The bus crawled its way to Ayala to get a busload. Just past Skyway, the bus started to smell of burnt clutch, chugging its slow descent to SLEX. More than the stinky smell of the clutch, the smell of trouble bothered the faint of hearts. Near 19th East, the bus gave up trying and stopped. The bus broke down in the middle of South Luzon Expressway on a rainy, stormy night. Cut to the chase, I arrived home a quarter after 10.
Everyone was still awake, waiting for me, even the nephews (2 and 4 year-olds). I told them about the bus. I was served dinner. Everyone else took second dinner. After supper, my 2-year-old nephew went up to my room and wouldn't stop the melodious wail of Ta-keel, Tita! Tita, Ta-keel! until I turn Youtube on for some Lightning Mcqueen videos. The other nephew came to have a party. It was almost midnight when we finished.

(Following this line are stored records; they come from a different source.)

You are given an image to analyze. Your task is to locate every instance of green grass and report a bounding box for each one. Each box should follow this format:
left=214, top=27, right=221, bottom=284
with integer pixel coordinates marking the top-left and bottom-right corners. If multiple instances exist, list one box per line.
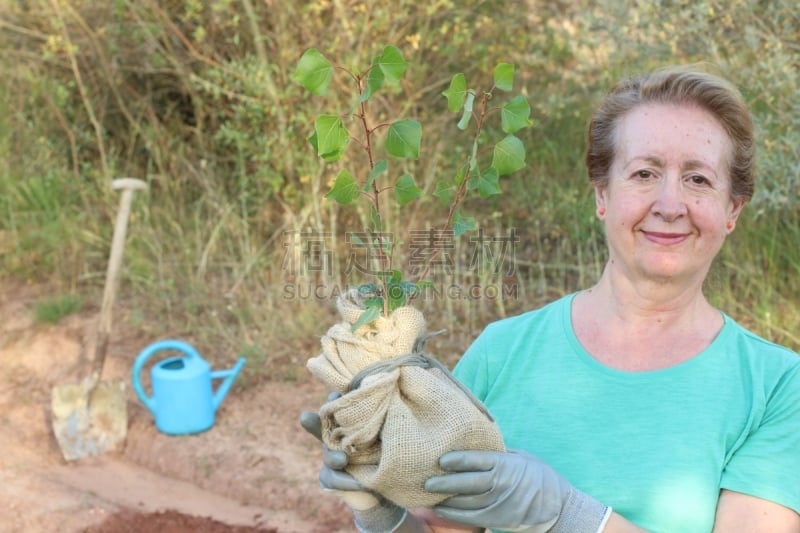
left=33, top=295, right=82, bottom=324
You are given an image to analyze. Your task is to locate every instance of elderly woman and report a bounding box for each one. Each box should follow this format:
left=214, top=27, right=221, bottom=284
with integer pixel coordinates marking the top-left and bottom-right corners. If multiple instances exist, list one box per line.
left=302, top=65, right=800, bottom=532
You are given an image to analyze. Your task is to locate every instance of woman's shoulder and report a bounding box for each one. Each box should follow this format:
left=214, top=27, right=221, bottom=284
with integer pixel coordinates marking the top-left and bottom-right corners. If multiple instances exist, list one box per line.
left=482, top=293, right=573, bottom=335
left=720, top=314, right=800, bottom=373
left=456, top=294, right=576, bottom=382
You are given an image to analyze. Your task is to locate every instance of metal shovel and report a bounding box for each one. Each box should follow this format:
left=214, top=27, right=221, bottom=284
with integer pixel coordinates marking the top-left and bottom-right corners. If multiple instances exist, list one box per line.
left=51, top=178, right=147, bottom=461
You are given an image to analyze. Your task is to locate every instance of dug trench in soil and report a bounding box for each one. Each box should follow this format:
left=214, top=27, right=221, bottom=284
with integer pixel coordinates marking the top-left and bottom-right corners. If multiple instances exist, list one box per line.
left=85, top=509, right=278, bottom=532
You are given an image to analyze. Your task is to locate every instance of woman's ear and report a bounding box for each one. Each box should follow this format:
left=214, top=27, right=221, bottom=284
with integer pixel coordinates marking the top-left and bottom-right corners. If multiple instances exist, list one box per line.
left=726, top=197, right=747, bottom=233
left=594, top=185, right=607, bottom=219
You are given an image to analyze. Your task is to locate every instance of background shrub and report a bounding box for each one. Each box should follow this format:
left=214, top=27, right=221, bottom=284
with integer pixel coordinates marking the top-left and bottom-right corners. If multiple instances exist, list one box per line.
left=1, top=0, right=797, bottom=376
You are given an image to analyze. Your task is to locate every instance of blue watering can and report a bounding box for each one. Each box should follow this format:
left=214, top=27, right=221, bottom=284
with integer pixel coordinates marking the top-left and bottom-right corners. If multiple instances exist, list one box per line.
left=132, top=339, right=246, bottom=435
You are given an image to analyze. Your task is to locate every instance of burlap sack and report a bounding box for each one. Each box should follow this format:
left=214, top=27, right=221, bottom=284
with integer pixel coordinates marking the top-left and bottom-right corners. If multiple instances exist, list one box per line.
left=306, top=289, right=505, bottom=509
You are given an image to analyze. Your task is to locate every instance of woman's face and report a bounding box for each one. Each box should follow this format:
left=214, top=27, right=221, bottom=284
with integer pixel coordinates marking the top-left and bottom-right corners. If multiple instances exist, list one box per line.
left=595, top=103, right=745, bottom=286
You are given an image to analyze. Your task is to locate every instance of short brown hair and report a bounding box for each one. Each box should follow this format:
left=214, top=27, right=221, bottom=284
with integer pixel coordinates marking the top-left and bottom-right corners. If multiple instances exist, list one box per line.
left=584, top=65, right=755, bottom=201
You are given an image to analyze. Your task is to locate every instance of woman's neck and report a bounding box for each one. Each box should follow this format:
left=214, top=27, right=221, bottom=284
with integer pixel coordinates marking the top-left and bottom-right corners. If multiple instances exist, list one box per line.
left=572, top=266, right=723, bottom=371
left=592, top=266, right=714, bottom=324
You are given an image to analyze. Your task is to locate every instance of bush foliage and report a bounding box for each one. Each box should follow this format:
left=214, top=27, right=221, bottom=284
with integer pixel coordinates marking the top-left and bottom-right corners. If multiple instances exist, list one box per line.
left=1, top=0, right=797, bottom=367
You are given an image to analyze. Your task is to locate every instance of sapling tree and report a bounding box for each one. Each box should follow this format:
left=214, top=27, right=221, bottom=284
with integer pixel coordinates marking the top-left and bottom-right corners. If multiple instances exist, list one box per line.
left=292, top=45, right=532, bottom=329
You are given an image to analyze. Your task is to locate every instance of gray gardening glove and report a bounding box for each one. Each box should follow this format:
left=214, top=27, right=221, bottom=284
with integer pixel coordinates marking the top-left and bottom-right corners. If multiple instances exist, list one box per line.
left=300, top=396, right=409, bottom=533
left=425, top=450, right=610, bottom=533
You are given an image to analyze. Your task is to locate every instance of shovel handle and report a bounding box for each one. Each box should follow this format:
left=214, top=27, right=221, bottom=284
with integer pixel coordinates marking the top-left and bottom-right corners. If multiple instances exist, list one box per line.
left=91, top=178, right=147, bottom=378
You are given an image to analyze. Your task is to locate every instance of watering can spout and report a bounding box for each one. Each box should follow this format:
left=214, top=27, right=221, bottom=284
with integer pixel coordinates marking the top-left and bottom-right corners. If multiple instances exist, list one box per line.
left=212, top=357, right=246, bottom=412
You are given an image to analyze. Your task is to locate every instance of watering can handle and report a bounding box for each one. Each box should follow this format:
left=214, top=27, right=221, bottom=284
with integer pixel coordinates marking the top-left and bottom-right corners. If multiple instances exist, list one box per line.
left=132, top=339, right=201, bottom=412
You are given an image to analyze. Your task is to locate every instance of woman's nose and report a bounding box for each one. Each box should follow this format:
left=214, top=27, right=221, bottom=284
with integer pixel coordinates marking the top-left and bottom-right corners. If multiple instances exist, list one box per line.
left=651, top=176, right=688, bottom=221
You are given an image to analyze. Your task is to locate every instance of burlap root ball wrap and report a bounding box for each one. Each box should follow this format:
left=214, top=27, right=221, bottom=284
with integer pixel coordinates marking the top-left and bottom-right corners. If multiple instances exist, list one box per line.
left=306, top=289, right=505, bottom=509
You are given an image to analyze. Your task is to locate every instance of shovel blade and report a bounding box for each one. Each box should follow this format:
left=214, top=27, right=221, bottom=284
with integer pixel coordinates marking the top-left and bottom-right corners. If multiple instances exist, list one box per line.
left=51, top=377, right=128, bottom=461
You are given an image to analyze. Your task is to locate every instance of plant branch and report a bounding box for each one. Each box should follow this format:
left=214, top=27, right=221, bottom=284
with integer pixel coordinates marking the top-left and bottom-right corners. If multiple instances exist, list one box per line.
left=411, top=91, right=491, bottom=288
left=354, top=73, right=392, bottom=314
left=294, top=47, right=530, bottom=318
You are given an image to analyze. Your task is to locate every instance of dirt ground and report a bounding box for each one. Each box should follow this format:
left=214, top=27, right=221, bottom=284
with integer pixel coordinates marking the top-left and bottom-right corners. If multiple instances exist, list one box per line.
left=0, top=281, right=355, bottom=533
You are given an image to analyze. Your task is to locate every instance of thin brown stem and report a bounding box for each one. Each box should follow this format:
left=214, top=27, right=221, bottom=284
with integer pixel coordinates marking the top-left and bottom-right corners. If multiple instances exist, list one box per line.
left=354, top=74, right=392, bottom=314
left=410, top=91, right=492, bottom=293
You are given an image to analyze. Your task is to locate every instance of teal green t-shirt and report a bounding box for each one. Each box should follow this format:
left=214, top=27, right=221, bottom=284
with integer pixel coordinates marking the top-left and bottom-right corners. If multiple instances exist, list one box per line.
left=453, top=293, right=800, bottom=533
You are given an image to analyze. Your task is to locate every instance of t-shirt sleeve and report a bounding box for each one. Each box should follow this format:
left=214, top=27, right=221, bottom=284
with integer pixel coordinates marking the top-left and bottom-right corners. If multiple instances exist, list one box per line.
left=720, top=363, right=800, bottom=513
left=452, top=327, right=491, bottom=401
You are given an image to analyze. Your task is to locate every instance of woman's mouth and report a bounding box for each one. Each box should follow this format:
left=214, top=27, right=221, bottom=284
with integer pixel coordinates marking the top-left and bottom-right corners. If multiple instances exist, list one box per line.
left=641, top=231, right=689, bottom=245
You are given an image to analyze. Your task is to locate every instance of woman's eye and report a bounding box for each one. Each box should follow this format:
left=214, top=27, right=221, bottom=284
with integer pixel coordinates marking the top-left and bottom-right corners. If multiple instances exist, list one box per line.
left=688, top=174, right=710, bottom=186
left=634, top=170, right=654, bottom=179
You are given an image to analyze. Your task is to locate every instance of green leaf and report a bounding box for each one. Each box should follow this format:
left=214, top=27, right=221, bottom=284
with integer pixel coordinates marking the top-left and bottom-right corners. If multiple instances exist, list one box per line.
left=365, top=296, right=384, bottom=308
left=291, top=48, right=333, bottom=95
left=384, top=269, right=403, bottom=283
left=457, top=92, right=475, bottom=130
left=358, top=283, right=378, bottom=296
left=394, top=173, right=423, bottom=205
left=307, top=130, right=319, bottom=153
left=365, top=159, right=387, bottom=191
left=315, top=115, right=349, bottom=162
left=325, top=170, right=359, bottom=204
left=386, top=279, right=415, bottom=312
left=468, top=167, right=501, bottom=198
left=415, top=280, right=434, bottom=291
left=308, top=125, right=347, bottom=163
left=494, top=63, right=514, bottom=92
left=501, top=95, right=533, bottom=134
left=386, top=288, right=406, bottom=313
left=401, top=279, right=419, bottom=295
left=492, top=134, right=526, bottom=175
left=351, top=303, right=382, bottom=331
left=370, top=205, right=382, bottom=233
left=452, top=211, right=477, bottom=237
left=386, top=119, right=421, bottom=159
left=454, top=164, right=468, bottom=185
left=375, top=45, right=407, bottom=84
left=434, top=180, right=455, bottom=206
left=443, top=73, right=467, bottom=112
left=469, top=139, right=478, bottom=171
left=361, top=62, right=385, bottom=102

I made it through the rain and the storm and the bus that broke down unceremoniously along the highway. And I was neither pissed nor stressed. I've just learned to let go of the things I cannot control. To see the lighter side of the dark. To listen to the distant silence beyond all the noise.
Life is a Barry Manilow. You wouldn't admit to being a fan, but sure as hell you love his melody and sung a lot of his songs in secret. Barry Manilow sucks with his botox and all. But life, too, sucks. Yet it is a good life with all the troubles too harsh it makes you cry. Far too many sometimes, you cannot help but laugh.